These are the answers by computer scientist Lionel Elie Mamane to the ten questions about intuitionism:
(Upon hearing my answers, Herman said "you are a formalist!")
No.
Define 'define'.
Sure, I can write down "λ x . if x < 1 then 0 else 1". There, it is defined. But I cannot compute it.
If one thinks about mathematics as an abstract model for the real world, let's say that such functions don't come up in the real world, but that they are useful simplified approximations to make an analysis. On second thought, the point is moot. The real numbers have no real-world meaning: One knows nothing at an arbitrary precision there. Everything is discrete, but non-discrete spaces useful approximation. (Continuity is a trivial notion for discrete spaces.)
Even more shrewd answer:
f := λ x . x * x + 1can be defined, computed, etc. Now, consider the topology on R where all ] a; b [ are open and additionally { 1 } is open. The function is not continuous in 0: There is no neighbourhood of 0 whose image is contained in {1}, a neighbourhood of f(0).
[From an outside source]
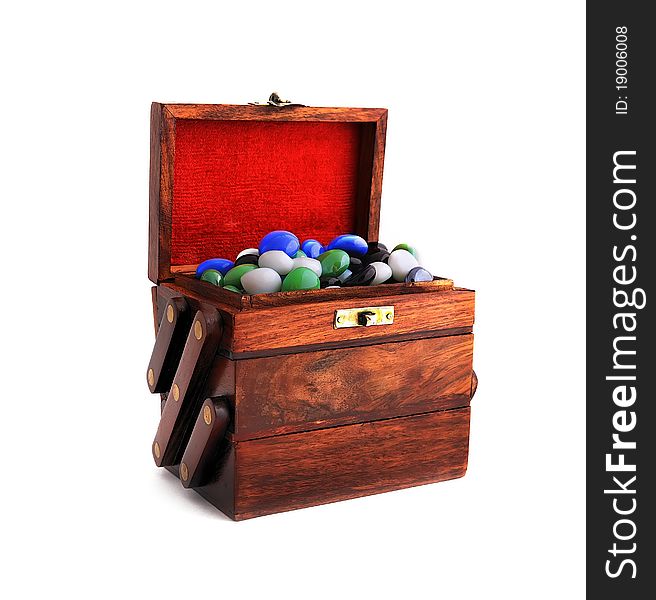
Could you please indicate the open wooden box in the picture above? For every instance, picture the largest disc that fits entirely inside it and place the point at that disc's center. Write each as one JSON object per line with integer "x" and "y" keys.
{"x": 268, "y": 405}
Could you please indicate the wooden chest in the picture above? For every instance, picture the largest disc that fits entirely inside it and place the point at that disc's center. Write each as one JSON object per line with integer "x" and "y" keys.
{"x": 268, "y": 404}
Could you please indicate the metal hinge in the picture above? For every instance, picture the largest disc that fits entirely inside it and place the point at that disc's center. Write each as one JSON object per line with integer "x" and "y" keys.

I have just done it! Hence, it must be possible.
No.
∀ A:logic, it holds in A the way it is normally stated in A
No.
Define 'are'.
Sure, there is \aleph_{1}, \aleph_{18}, ... as formal constructions. For mathematics as a tool to model the real world, there is no infinity at all. Or maybe countable. Maybe.
No.
It is a meaningful statement (in ZFC). What do you mean by "a definite truth value"? It has both truth values, or none or ... depending how you look at it. You can choose! It has no unique truth value.
No.
Same as 4.
Mu.
Question is vague. Must I enter only one machine in the competition? Or can I enter multiple machines and only one has to win?
Mu.
At first sight, no. I don't see any reason this would hold. But maybe I can be convinced. (No, not by a truth table.)
On second thought, no. For example, "n is prime" and "3 divides n". None implies the other (but the counter-examples to the (classically seen) implication uses a different n).
(Obviously, in classical logic, the truth table argument works.)
I guess my answer is: It depends what logic you are in.
Yes.
Algorithm extraction, for example.
Yes.
Yes.
The statements true in minimal logic are more true: there are true in both constructive and classical logic! All mathematical truths are true within the mathematics they are true in.